Graham Von Carlowitz, Editorial Editor

Watching the culmination of the World Series the other day, I couldn’t help but think of one of the funnier humans in my memory, Chris Farley. Once upon a time, the overweight comedian played in an SNL skit, portraying a Chicago Super Fan Todd O’Connor. At a roundtable discussion and/or feast featuring bottomless Polish sausage and beer, he and his Super Fan counterparts would discuss how great the city of Chicago was, specifically talking up the Bears and Bulls (or “Da Bears” and “Da Bulls”), the city’s two unbeatable franchises.

The episode I remember best featured “Da Air Man,” Michael Jordan, who joined the table to discuss how many championships his Bulls would win, although his presence was diminished by the hilarity of Big Man Farley. After the character Bob Swerski posed a seemingly unanswerable question of who would win in a fight, Bears coach Mike Ditka or a hurricane named Ditka, Farley stole the scene, enduring a routine heart attack.

“Now how many heart attacks is that for you, Tom?” Bob asked after Farley quit pounding his chest.

“That makes a baker’s dozen for me,” Farley retorted, fully recovered and ready for more Bears and Bulls talk.

If you haven’t seen the skit, then I just don’t know what the Internet is for anymore. It’s great.

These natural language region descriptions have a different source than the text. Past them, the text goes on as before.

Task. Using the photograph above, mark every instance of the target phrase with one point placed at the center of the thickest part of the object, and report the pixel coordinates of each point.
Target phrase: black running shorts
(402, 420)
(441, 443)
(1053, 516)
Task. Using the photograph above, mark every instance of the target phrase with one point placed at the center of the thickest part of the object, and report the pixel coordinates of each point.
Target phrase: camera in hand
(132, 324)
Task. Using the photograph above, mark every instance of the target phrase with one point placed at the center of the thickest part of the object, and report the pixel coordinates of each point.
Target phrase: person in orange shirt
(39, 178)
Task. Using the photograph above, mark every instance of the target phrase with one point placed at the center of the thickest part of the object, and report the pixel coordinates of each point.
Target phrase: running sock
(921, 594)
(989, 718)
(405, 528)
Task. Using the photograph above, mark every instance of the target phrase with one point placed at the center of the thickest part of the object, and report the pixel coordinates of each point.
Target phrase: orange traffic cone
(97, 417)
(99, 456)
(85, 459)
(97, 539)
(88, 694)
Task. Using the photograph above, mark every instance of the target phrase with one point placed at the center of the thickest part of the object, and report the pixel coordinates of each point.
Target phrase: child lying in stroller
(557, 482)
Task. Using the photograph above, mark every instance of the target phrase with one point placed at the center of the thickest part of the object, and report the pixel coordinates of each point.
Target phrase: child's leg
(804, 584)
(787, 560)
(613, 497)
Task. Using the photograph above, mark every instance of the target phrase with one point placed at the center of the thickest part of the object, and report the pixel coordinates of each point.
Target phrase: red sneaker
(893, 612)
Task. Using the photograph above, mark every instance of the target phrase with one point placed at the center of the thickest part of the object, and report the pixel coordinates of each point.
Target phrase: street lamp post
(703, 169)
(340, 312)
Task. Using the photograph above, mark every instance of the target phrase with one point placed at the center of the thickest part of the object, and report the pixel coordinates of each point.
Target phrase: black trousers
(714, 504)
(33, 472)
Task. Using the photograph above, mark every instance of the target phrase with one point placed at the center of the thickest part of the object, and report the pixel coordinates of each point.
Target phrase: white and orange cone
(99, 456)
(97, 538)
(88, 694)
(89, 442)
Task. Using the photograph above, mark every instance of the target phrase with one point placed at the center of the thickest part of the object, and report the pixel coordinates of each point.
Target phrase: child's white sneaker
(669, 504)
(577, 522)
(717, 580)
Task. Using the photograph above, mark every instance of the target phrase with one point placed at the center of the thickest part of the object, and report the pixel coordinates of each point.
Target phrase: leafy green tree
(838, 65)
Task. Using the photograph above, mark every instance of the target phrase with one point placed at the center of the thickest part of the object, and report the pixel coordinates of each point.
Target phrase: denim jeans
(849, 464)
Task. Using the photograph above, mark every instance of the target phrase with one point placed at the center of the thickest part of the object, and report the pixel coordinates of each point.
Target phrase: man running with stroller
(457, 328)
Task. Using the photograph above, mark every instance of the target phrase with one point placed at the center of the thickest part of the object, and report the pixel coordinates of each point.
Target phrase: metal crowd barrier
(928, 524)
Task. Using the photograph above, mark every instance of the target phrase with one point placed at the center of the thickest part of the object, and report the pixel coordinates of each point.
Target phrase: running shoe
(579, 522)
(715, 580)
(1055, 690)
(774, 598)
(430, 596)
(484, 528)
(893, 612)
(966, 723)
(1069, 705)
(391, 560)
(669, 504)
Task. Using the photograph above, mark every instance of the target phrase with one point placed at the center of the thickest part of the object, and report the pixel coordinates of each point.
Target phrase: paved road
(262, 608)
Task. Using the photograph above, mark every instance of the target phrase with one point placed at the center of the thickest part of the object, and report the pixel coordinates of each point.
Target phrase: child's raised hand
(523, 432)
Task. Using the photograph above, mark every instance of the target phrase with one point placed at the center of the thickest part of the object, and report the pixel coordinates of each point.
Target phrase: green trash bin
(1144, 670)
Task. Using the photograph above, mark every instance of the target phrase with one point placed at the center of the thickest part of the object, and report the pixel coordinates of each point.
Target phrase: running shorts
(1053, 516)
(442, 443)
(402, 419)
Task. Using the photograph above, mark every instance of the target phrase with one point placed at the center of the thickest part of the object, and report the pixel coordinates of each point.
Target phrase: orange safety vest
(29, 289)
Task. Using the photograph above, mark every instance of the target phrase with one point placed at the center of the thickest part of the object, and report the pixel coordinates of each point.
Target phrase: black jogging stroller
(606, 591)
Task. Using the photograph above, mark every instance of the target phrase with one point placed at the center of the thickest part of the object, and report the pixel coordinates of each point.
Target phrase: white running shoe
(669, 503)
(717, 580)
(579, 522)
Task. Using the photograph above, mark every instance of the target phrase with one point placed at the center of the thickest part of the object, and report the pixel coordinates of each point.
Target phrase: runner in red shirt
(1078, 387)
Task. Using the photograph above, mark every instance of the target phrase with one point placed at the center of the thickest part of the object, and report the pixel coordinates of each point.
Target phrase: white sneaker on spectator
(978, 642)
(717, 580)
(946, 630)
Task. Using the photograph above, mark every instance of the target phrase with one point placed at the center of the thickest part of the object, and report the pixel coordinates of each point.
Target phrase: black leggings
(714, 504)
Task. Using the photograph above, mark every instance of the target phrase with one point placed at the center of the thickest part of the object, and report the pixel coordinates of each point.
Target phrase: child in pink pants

Anyhow, the reason this scene was singed into my memory and playing back during Game 7 should be quite clear to anyone who watched the game. As a Cleveland fan, it was my duty to watch the game to the last out. That meant enduring a half-dozen micro-heart attacks throughout the game, which coincided with, for baseball’s standards, rapid shifts of momentum and fates. And, as a Cleveland fan, I couldn’t have asked for more.

Growing up in northeast Ohio, Cleveland fans are given leeway to select alternative teams to root for in the postseason. It’s fun for a while, but even if those alternative teams raise a trophy in the end, a fan like me is left shrugging, saying, “Whelp, that must be fun for those fans in that city. Good for them.”

But all the self-pity and “maybe next year” talk fizzled out in June, when the Cavs won the NBA Finals (that gives me shivers). Sure, the title of “defending champs” might well dissolve next June and never again apply to the city of Cleveland, but the way I look at it, the satisfaction of one year can last a lifetime. Literally. How else could my fellow Cleveland fans have survived the 52-year championship drought?

I don’t hold anything against the Cubs for stealing a second championship parade from Cleveland, and I certainly don’t mind the hope they provided us in giving Cleveland a chance to win it all — ‘twas a cruel joke, but one I can now laugh at.

One championship is enough for me, at least for the next 52 years. That doesn’t mean I will give up hope or stop cheering and bragging that LeBron James was born an hour or so from where I was. It just means I won’t break any windows or karate chop tables in uncontrolled rage when something like Game 7 happens again, because it will.

But if Chris Farley’s fictional character can survive 13 heart attacks, I can survive a few more, too.